Our soil is going on 10-12 months old, going through a few grow cycles. Started as Ocean Forest way back when, now every time we reammend it is with Gaia Green, worm castings, clam/oyster shell meal, perlite and we feed compost teas once a week. Usually we start seedlings in Happy Frog and mix the extra soil in as well!
Agree with OG, some slurry tests would be helpful. Those pics look like your soil is getting pretty dry. Of course you don’t want your soil water logged all the time but living soil has to stay a little moist for the micro heard to thrive. Do you top dress at all or just use the compost tea? What’s your tea recipe and water source? Have you added anything for micro nutes?
Yeah, these pics are right pre-watering, but it is a top dress made up to almost form a type of water-retaining layer underneath. I know a straw mulch would be better for that kind of thing though. The top dress is Gaia Green and worm castings, done about 4 times throughout a grow! Besides what I’ve listed we haven’t been adding anything else. What kind of micro nutes are we likely missing out on? As far as a slurry test, what should we be testing for? pH and PPM? I can find a few good resources online, but do you have any recs?

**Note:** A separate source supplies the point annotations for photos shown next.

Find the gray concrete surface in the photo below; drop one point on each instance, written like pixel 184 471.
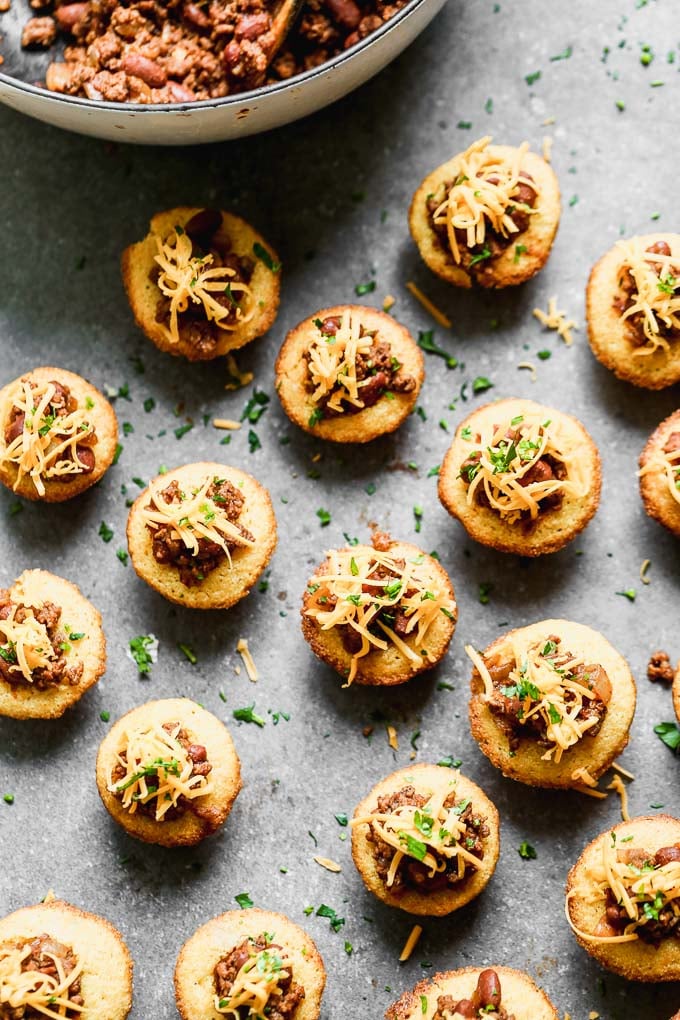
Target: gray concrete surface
pixel 318 190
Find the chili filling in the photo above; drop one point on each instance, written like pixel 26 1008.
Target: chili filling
pixel 485 1002
pixel 34 647
pixel 435 858
pixel 47 435
pixel 256 979
pixel 525 710
pixel 40 978
pixel 199 555
pixel 203 284
pixel 642 327
pixel 350 368
pixel 143 791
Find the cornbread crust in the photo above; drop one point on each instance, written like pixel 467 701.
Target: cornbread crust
pixel 554 528
pixel 138 264
pixel 384 416
pixel 427 779
pixel 507 269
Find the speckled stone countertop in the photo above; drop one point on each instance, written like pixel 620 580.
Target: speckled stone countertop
pixel 331 194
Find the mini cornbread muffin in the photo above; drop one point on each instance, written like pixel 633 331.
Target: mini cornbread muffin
pixel 202 534
pixel 202 283
pixel 168 772
pixel 633 310
pixel 58 961
pixel 248 964
pixel 660 473
pixel 58 435
pixel 623 899
pixel 52 646
pixel 425 839
pixel 487 216
pixel 493 993
pixel 349 373
pixel 552 704
pixel 521 477
pixel 379 614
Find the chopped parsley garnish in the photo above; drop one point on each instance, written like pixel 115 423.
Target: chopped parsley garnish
pixel 248 714
pixel 265 257
pixel 426 343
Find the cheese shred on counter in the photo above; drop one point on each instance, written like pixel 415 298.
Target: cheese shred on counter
pixel 544 681
pixel 482 195
pixel 255 984
pixel 497 464
pixel 185 276
pixel 194 516
pixel 656 299
pixel 47 445
pixel 641 890
pixel 430 834
pixel 33 989
pixel 362 583
pixel 156 766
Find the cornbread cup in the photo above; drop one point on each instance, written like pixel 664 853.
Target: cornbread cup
pixel 204 815
pixel 659 503
pixel 22 701
pixel 553 528
pixel 138 265
pixel 102 416
pixel 636 961
pixel 194 982
pixel 521 997
pixel 106 981
pixel 507 269
pixel 384 416
pixel 388 667
pixel 607 329
pixel 427 779
pixel 592 753
pixel 227 583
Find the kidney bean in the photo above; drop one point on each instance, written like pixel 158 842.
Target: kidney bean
pixel 148 70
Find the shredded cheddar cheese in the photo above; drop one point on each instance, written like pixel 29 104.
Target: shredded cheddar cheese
pixel 430 834
pixel 657 295
pixel 156 767
pixel 482 194
pixel 194 516
pixel 546 683
pixel 495 463
pixel 47 446
pixel 353 594
pixel 34 989
pixel 255 984
pixel 642 890
pixel 185 276
pixel 556 319
pixel 24 645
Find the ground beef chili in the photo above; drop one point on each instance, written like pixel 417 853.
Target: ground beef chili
pixel 178 51
pixel 284 1000
pixel 383 371
pixel 627 295
pixel 196 753
pixel 484 1002
pixel 509 710
pixel 494 244
pixel 168 548
pixel 47 676
pixel 39 960
pixel 661 922
pixel 195 327
pixel 411 873
pixel 61 404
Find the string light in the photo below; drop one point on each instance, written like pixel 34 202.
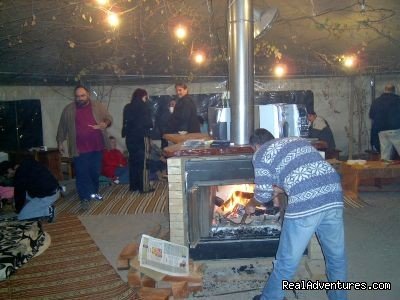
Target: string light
pixel 113 19
pixel 199 57
pixel 349 61
pixel 102 2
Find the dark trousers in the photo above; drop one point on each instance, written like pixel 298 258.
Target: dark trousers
pixel 138 173
pixel 87 172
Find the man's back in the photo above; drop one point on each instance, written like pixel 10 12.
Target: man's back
pixel 385 112
pixel 293 164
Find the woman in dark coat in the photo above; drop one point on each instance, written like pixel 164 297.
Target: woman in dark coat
pixel 135 127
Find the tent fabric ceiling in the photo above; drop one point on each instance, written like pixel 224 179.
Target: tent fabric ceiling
pixel 64 41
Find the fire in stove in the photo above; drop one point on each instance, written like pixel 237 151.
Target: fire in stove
pixel 237 215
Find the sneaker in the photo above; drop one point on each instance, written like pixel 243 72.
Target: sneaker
pixel 96 197
pixel 273 211
pixel 84 204
pixel 50 219
pixel 148 191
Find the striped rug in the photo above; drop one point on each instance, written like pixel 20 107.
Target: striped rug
pixel 349 202
pixel 118 200
pixel 71 268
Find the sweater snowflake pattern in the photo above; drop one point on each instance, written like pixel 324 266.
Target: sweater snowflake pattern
pixel 293 164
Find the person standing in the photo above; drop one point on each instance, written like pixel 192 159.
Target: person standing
pixel 385 115
pixel 163 115
pixel 136 126
pixel 315 205
pixel 320 129
pixel 184 116
pixel 83 125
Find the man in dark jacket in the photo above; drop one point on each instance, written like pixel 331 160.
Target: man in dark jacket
pixel 35 191
pixel 184 117
pixel 384 113
pixel 320 129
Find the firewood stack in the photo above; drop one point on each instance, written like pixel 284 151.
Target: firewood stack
pixel 155 285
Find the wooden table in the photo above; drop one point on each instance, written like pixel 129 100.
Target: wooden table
pixel 50 158
pixel 180 138
pixel 354 175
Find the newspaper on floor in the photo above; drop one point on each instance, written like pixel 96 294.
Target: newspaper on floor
pixel 163 256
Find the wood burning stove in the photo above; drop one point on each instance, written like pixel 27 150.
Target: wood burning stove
pixel 217 190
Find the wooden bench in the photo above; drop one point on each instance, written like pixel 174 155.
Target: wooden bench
pixel 354 175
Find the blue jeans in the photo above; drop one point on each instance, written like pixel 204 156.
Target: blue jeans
pixel 295 236
pixel 87 172
pixel 37 207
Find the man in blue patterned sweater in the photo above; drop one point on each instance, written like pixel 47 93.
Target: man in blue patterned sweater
pixel 315 205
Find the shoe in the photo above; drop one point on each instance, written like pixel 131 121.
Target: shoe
pixel 148 191
pixel 50 219
pixel 84 204
pixel 272 211
pixel 96 197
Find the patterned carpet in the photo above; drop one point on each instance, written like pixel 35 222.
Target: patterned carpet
pixel 71 268
pixel 118 200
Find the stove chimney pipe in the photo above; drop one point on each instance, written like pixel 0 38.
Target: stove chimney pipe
pixel 241 70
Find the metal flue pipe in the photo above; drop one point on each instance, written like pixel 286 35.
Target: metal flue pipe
pixel 241 70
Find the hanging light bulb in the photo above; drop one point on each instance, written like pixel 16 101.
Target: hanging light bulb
pixel 199 57
pixel 180 31
pixel 349 61
pixel 102 2
pixel 280 70
pixel 113 19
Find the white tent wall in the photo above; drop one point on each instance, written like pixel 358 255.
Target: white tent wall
pixel 332 97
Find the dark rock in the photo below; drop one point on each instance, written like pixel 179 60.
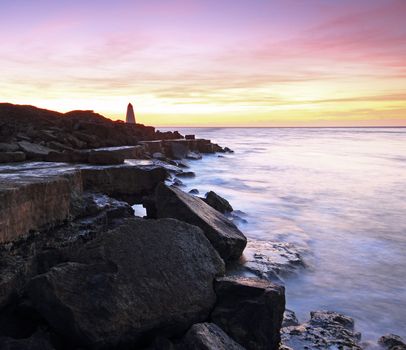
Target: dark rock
pixel 125 287
pixel 250 311
pixel 105 158
pixel 289 319
pixel 31 202
pixel 186 174
pixel 270 260
pixel 38 341
pixel 182 164
pixel 34 151
pixel 193 155
pixel 392 342
pixel 12 157
pixel 221 232
pixel 58 157
pixel 158 155
pixel 128 183
pixel 325 330
pixel 178 183
pixel 217 202
pixel 9 147
pixel 59 146
pixel 208 336
pixel 178 150
pixel 161 343
pixel 148 202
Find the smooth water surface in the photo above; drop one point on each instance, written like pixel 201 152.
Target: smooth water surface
pixel 340 195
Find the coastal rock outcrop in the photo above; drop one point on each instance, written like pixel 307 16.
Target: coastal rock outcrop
pixel 250 310
pixel 228 240
pixel 144 278
pixel 269 260
pixel 125 182
pixel 392 342
pixel 11 157
pixel 217 202
pixel 325 330
pixel 208 336
pixel 29 202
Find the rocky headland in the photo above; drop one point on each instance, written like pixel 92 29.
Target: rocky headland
pixel 78 270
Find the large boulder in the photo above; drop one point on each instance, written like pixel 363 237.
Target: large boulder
pixel 217 202
pixel 38 341
pixel 129 183
pixel 228 240
pixel 125 287
pixel 208 336
pixel 392 342
pixel 250 311
pixel 11 157
pixel 325 330
pixel 105 157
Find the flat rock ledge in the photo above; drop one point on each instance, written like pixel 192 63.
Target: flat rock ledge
pixel 273 261
pixel 324 330
pixel 34 195
pixel 142 279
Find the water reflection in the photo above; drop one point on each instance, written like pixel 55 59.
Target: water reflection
pixel 340 193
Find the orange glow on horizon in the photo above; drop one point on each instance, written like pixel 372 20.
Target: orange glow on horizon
pixel 273 63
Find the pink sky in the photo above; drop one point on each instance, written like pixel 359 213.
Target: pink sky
pixel 258 62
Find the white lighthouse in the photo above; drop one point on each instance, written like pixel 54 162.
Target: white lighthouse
pixel 130 118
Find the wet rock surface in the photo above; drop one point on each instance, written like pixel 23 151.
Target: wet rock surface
pixel 221 232
pixel 208 336
pixel 38 195
pixel 142 278
pixel 217 202
pixel 269 260
pixel 392 342
pixel 250 310
pixel 325 330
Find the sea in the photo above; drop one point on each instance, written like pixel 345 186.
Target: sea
pixel 337 193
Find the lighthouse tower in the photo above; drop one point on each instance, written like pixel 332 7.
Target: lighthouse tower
pixel 130 118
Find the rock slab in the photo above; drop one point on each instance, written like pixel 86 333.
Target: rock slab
pixel 228 240
pixel 250 311
pixel 325 330
pixel 208 336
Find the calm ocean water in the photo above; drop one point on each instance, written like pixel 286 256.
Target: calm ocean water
pixel 339 194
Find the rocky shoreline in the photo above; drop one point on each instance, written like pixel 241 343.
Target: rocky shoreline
pixel 80 271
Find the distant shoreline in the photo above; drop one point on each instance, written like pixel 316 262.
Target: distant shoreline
pixel 281 127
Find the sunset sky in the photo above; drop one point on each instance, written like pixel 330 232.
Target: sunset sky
pixel 209 62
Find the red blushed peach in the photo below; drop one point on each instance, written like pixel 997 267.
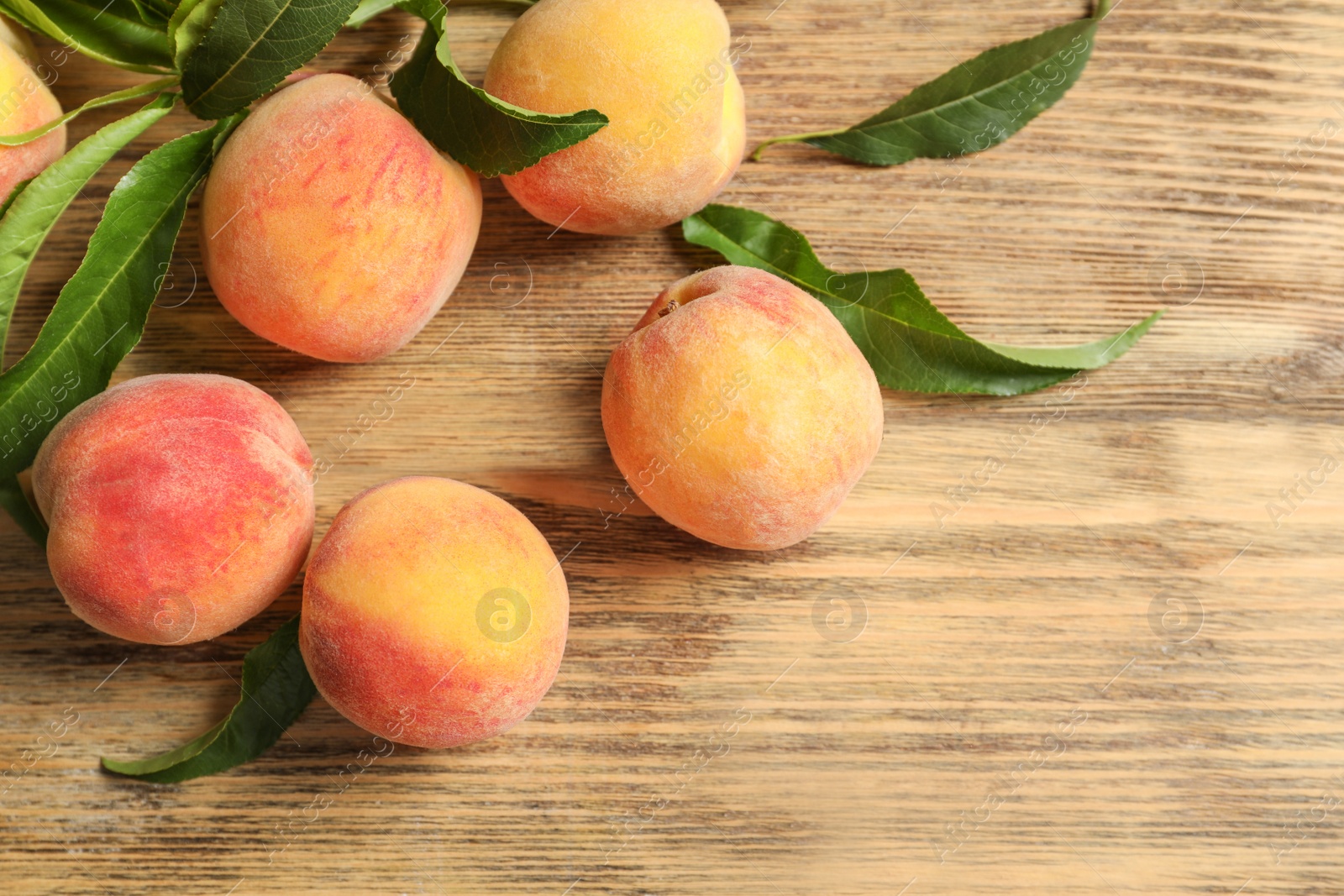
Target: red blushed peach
pixel 434 613
pixel 179 506
pixel 739 410
pixel 662 71
pixel 331 226
pixel 24 103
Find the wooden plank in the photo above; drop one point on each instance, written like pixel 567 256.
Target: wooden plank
pixel 1200 746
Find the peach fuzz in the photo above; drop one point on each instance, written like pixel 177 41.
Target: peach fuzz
pixel 24 103
pixel 181 506
pixel 331 226
pixel 434 613
pixel 739 410
pixel 662 71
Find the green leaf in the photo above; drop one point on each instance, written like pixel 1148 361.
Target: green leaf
pixel 111 33
pixel 34 207
pixel 13 194
pixel 911 344
pixel 121 96
pixel 276 689
pixel 252 45
pixel 188 26
pixel 155 13
pixel 483 132
pixel 101 311
pixel 971 107
pixel 369 9
pixel 17 506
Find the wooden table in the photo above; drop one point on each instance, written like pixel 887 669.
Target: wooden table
pixel 1115 636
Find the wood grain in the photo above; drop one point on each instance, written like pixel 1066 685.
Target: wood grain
pixel 1203 752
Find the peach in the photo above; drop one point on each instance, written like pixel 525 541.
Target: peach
pixel 181 506
pixel 24 103
pixel 331 226
pixel 739 410
pixel 662 71
pixel 434 613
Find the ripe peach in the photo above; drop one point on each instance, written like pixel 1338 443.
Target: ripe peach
pixel 663 74
pixel 181 506
pixel 24 103
pixel 739 410
pixel 434 613
pixel 331 226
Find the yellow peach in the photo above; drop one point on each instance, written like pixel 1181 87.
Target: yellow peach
pixel 24 103
pixel 434 614
pixel 739 410
pixel 179 506
pixel 331 226
pixel 662 71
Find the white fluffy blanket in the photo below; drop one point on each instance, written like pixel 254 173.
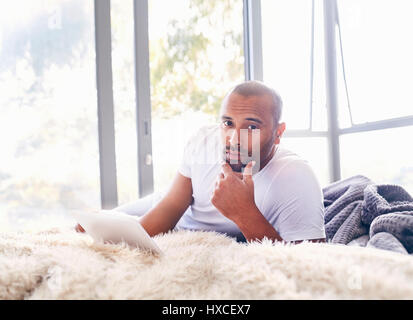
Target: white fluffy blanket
pixel 63 264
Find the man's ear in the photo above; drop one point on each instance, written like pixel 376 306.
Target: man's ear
pixel 279 132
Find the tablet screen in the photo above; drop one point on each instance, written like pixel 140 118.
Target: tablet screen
pixel 115 226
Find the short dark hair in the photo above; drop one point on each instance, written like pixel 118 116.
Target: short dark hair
pixel 257 88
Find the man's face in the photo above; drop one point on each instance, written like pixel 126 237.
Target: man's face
pixel 248 131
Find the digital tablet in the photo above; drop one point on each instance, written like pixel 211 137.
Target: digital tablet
pixel 116 226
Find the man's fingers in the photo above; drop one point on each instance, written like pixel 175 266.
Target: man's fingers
pixel 247 174
pixel 226 169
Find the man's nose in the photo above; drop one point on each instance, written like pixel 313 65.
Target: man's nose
pixel 233 137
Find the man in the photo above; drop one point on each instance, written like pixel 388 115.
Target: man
pixel 253 190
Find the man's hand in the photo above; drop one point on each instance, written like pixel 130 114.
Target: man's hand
pixel 79 228
pixel 234 193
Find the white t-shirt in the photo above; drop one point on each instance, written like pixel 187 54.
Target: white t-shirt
pixel 286 191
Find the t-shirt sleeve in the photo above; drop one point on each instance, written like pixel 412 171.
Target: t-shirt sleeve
pixel 299 207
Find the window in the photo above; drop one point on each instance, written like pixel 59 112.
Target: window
pixel 48 116
pixel 377 51
pixel 196 56
pixel 293 64
pixel 123 68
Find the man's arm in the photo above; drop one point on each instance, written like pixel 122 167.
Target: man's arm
pixel 166 214
pixel 234 198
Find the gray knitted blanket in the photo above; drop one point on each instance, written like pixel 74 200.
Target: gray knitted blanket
pixel 360 212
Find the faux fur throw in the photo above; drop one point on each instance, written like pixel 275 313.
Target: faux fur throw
pixel 63 264
pixel 363 213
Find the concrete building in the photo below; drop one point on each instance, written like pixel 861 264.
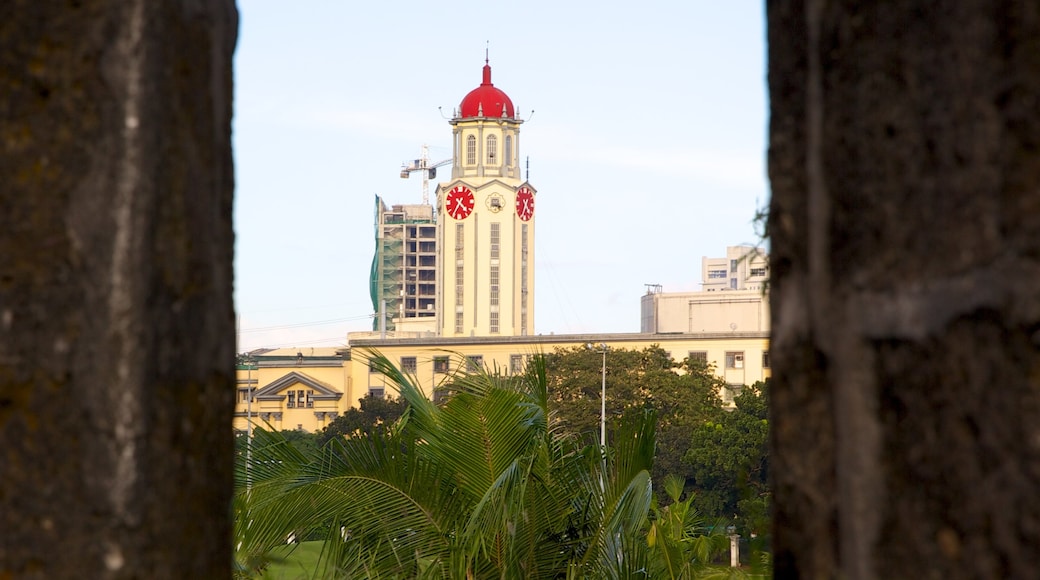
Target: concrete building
pixel 704 312
pixel 458 281
pixel 306 389
pixel 734 297
pixel 744 267
pixel 487 216
pixel 404 277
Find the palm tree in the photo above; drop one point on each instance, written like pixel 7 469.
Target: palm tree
pixel 477 488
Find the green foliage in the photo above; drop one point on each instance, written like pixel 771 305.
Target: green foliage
pixel 728 456
pixel 371 413
pixel 477 488
pixel 682 395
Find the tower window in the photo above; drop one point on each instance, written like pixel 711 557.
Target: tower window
pixel 471 150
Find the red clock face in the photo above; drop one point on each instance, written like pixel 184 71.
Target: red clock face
pixel 459 202
pixel 525 204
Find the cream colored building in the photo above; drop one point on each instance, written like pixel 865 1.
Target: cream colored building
pixel 292 388
pixel 484 281
pixel 308 388
pixel 487 219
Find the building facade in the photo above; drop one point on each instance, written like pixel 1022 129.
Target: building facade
pixel 487 220
pixel 744 267
pixel 404 277
pixel 307 389
pixel 457 283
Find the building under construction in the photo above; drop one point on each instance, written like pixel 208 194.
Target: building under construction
pixel 404 278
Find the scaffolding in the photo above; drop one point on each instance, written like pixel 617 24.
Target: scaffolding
pixel 404 277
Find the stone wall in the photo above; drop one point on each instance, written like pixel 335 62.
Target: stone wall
pixel 117 323
pixel 905 225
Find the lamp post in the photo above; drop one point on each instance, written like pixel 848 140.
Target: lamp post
pixel 602 394
pixel 250 365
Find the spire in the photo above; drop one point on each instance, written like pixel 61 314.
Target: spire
pixel 487 64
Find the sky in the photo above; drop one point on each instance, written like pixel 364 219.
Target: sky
pixel 645 137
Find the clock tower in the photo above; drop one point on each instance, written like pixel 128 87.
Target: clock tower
pixel 486 217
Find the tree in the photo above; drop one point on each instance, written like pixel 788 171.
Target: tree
pixel 728 455
pixel 477 488
pixel 370 413
pixel 681 394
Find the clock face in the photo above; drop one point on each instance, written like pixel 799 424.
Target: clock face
pixel 459 202
pixel 525 204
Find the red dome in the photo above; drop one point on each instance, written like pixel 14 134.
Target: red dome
pixel 486 100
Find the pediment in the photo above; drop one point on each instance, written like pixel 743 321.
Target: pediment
pixel 321 390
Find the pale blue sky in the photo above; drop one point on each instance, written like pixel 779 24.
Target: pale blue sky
pixel 647 146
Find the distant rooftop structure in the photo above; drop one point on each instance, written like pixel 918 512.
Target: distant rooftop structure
pixel 733 298
pixel 744 267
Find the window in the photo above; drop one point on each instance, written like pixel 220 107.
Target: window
pixel 492 149
pixel 731 392
pixel 496 238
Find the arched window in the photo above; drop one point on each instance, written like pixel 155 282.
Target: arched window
pixel 492 149
pixel 471 150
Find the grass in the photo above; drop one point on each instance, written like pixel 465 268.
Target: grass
pixel 296 561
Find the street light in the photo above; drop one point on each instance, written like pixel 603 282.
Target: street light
pixel 602 394
pixel 250 365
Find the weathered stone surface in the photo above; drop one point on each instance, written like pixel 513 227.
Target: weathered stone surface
pixel 905 163
pixel 117 323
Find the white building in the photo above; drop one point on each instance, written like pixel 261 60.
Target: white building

A slurry test is pretty simple. You take a soil sample add enough distilled water to make the mixture liquid. Let it sit for 15 min or so then test the solution. Fresh distilled water is absolutely necessary to get accurate results. Try to get your sample from around the feeder roots up top. You could take both PH and EC/PPM. Keep in mind that EC/PPM of organic soil is up to interpretation because an EC meter measures total conductivity. It can’t tell the difference between insoluble and soluble nutrients or measure the balance of nutrients.
Which blend of Gaia green? Most of them have some micros in them. I’m just trying to get the whole picture of your grow so we can find the root cause of your problems. Often times when you see a deficiency develop there are plenty of nutes in the soil, but some other factor is preventing the plant from utilizing those nutes.
Test for both. When the PH is out of range in the medium nutrient uptake will suffer. PPMs Too high and the plant will suffer. For the slurry test take equal parts of the medium and distilled water, make sure the soil came from around the root zone (lower middle of the bag/pot) mix the 2 thoroughly and let it rest for about 30 minutes. Strain this through a coffee filter and test the PPMs and PH in the liquid
I don’t think you have an insect/ pest problem. Insects will infest sick plants but they don’t produce symptoms like your plant is showing. Most insect pests don’t come indoors when there are plenty of plants outdoors that are easier to get to.
There looks like a couple of issues.
The brown patches on the leaves could be a lack of nutrients or too much nutrients.
The leaves turning brown and grey-green color look like root rot from poor drainage.
The purple patch on the new leaves could be coloration or fungus.
Do you have any perlite in the potting mix?
How well does the potting mix drain?
Are you growing in plastic or material pots?
If you don’t have perlite in the mix, maybe add some (about 20-30% by volume, not weight) and see if it helps. NB Make sure the perlite is wet before you use it because it has a fine dust in it that can damage your lungs.
Only water when the top inch of potting mix is dry. Stick your finger in the potting mix a couple of inches and if it’s damp, don’t water them.
Good potting mix will allow water to drain through within a few seconds of being watered. If water is sitting on the top for a minute or so, then it’s not draining well.
How long is the potting mix made up for before you use it?
If you are buying new bags and using it straight away, it might be releasing too many nutrients and burning them. Maybe buy a few bags and let it sit in the bags for 6 months and try again.